「This movie must be made based on the idea and understanding of Kate Winslet.」リー・ミラー 彼女の瞳が映す世界 詠み人知らずさんの映画レビュー(感想・評価)
This movie must be made based on the idea and understanding of Kate Winslet.
This is the story of Lee Miller as a war photographer, as captured by Kate Winslet, who must have been busy making the film. It was made in the form of a conversation between the young interviewer and Lee, but from her particularly cold tone, we find out who the interviewer is halfway through.
She used a medium-sized Rolleiflex, which we have come to call a twin-lens reflex. On the other hand, David Sherman, a photographer, and editor at Life magazine, used a small camera that seems to be a Leica. However, there is never any mention of developing the photos. How on earth did they develop them on the battlefield?
After entering Normandy, France, she worked as a war photographer, but the problem is the passage of time. They traveled alone in a jeep that seems to have been loaned from the US military in Paris, but when they entered Germany, a couple who committed suicide with potassium cyanide is found, reminiscent of Goebbels and his wife. However, later, on April 30th, 1945, the day Hitler died in Berlin, she entered Hitler's former headquarters in Munich and took photos. Goebbels and his wife died the day after Hitler's suicide. Furthermore, she visited the concentration camps, Buchenwald and Dachau consequently, but the US military entered the former camp on April 11th, and Lee visited the latter concentration camp, known for its railroad siding, just before Munich. I wonder if the film was made based on these historical facts to some extent.
What did Lee Miller herself really want to do? She would like to express something particular by herself. She started taking photographs with Man Ray during her time in Paris (1930s), and she was also the subject of a photo shoot at Hitler's house.

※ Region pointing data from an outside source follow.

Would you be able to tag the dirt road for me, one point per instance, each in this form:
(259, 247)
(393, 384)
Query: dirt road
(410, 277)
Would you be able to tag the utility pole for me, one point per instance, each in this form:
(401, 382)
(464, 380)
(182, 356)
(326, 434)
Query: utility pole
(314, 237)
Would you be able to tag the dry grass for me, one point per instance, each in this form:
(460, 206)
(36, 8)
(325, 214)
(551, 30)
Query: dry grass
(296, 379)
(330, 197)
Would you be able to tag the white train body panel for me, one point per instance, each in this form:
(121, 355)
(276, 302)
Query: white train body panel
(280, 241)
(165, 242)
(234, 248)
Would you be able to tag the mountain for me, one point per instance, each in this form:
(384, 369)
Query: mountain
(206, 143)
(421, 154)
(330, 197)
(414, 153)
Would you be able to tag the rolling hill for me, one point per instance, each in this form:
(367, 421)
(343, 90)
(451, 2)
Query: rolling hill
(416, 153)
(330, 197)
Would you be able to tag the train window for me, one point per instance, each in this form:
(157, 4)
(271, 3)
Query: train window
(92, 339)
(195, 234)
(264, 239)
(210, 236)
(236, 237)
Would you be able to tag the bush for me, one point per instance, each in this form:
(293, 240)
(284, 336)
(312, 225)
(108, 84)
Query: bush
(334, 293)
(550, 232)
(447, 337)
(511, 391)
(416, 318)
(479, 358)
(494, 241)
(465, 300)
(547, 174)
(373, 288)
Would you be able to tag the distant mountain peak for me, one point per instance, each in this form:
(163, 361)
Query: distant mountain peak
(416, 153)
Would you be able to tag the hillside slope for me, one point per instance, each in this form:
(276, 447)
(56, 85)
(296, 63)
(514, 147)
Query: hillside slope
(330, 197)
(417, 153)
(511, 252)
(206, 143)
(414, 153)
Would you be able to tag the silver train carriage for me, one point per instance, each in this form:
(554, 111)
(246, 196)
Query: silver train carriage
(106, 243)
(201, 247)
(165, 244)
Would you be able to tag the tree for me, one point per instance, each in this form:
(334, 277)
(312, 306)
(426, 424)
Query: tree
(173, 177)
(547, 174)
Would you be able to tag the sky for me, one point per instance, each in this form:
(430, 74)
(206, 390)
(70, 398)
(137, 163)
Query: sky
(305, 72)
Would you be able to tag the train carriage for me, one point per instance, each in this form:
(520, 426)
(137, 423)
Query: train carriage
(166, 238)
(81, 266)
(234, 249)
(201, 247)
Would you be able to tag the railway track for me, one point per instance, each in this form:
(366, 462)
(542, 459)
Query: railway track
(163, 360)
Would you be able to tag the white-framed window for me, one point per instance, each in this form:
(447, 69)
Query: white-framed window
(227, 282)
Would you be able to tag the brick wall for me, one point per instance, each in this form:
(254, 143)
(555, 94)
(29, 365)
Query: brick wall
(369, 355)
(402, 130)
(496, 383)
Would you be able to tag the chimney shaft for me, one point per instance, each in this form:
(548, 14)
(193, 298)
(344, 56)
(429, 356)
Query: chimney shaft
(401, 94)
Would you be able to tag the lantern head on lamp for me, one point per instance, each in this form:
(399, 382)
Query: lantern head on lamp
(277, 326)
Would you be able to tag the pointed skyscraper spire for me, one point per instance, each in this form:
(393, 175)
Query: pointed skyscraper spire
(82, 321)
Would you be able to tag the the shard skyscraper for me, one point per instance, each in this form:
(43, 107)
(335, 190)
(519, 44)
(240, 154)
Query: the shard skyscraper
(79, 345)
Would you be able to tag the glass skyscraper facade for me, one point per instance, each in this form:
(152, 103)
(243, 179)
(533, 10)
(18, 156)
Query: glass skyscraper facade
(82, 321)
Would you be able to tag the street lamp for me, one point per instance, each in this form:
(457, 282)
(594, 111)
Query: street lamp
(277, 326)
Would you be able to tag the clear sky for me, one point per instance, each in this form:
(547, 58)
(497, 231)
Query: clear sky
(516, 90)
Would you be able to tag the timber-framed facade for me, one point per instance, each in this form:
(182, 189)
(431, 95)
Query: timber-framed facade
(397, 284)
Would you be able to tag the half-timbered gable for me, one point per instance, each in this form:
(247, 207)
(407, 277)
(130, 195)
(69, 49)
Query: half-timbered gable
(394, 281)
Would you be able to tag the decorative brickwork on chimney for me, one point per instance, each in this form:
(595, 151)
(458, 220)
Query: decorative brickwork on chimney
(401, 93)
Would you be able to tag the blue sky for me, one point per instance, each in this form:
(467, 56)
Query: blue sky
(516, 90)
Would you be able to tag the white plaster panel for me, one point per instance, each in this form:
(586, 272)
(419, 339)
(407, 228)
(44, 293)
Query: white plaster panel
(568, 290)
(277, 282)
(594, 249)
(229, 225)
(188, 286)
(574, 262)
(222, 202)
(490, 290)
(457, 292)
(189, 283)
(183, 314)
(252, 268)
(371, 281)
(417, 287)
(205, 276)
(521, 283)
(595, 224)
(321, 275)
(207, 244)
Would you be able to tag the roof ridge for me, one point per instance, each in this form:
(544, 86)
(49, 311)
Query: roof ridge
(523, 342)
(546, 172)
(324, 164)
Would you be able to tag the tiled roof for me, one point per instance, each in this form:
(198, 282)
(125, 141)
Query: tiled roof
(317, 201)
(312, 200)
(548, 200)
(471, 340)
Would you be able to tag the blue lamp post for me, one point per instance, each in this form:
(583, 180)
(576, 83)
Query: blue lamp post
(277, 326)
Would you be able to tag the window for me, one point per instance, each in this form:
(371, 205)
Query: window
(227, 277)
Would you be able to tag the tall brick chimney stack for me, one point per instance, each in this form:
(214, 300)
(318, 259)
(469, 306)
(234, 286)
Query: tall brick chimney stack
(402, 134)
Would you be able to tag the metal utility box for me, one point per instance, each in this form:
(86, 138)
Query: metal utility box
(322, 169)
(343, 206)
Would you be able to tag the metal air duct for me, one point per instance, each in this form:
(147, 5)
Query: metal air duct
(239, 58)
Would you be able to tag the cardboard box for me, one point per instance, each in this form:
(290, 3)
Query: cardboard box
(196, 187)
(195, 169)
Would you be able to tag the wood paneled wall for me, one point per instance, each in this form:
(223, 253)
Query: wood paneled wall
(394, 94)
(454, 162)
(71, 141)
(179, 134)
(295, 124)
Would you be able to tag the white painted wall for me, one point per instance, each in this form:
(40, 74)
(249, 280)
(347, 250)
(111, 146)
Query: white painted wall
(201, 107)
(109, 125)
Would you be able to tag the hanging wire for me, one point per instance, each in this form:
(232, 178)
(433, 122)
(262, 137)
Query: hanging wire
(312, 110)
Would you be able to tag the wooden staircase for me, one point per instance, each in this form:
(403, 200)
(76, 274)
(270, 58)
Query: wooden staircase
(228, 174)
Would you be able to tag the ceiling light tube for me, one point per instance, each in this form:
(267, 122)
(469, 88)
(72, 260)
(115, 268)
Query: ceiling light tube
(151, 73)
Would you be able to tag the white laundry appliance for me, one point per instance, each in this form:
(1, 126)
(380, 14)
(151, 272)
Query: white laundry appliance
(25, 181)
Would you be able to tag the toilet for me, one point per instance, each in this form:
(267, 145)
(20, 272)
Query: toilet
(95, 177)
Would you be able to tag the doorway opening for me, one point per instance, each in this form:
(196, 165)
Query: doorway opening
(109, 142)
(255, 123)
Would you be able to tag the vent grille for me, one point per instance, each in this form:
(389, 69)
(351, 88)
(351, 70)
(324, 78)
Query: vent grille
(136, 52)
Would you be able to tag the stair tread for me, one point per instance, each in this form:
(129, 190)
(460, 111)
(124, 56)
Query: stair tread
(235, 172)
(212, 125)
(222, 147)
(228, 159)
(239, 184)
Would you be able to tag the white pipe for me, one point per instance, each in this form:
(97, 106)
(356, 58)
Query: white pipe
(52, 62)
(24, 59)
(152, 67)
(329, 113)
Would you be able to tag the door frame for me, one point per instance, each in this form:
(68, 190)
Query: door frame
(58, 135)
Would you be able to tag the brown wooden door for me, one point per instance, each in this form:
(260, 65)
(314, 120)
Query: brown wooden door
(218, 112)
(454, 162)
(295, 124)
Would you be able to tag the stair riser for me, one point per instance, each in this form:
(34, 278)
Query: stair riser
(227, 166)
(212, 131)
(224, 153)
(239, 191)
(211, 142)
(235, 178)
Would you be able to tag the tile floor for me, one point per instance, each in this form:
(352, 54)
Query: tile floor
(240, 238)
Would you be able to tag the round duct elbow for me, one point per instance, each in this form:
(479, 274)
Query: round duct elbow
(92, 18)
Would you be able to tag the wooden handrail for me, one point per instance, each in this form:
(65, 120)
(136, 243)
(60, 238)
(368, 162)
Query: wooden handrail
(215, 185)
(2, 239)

In wartime London, she managed to get into Vogue magazine as a photographer, where she had once been a famous model, and then made a fuss when the photos she brought in were not published.
Even though it was wartime, she showed no consideration for the subjects she photographed. The limited rights of women were mentioned many times in this film, but if she was an artist, it is not difficult to imagine how much the rights of her subjects must have tormented her in the latter half of her life.
I wish they had been a little more conscious of the historical facts surrounding the war when making the film. What a shame.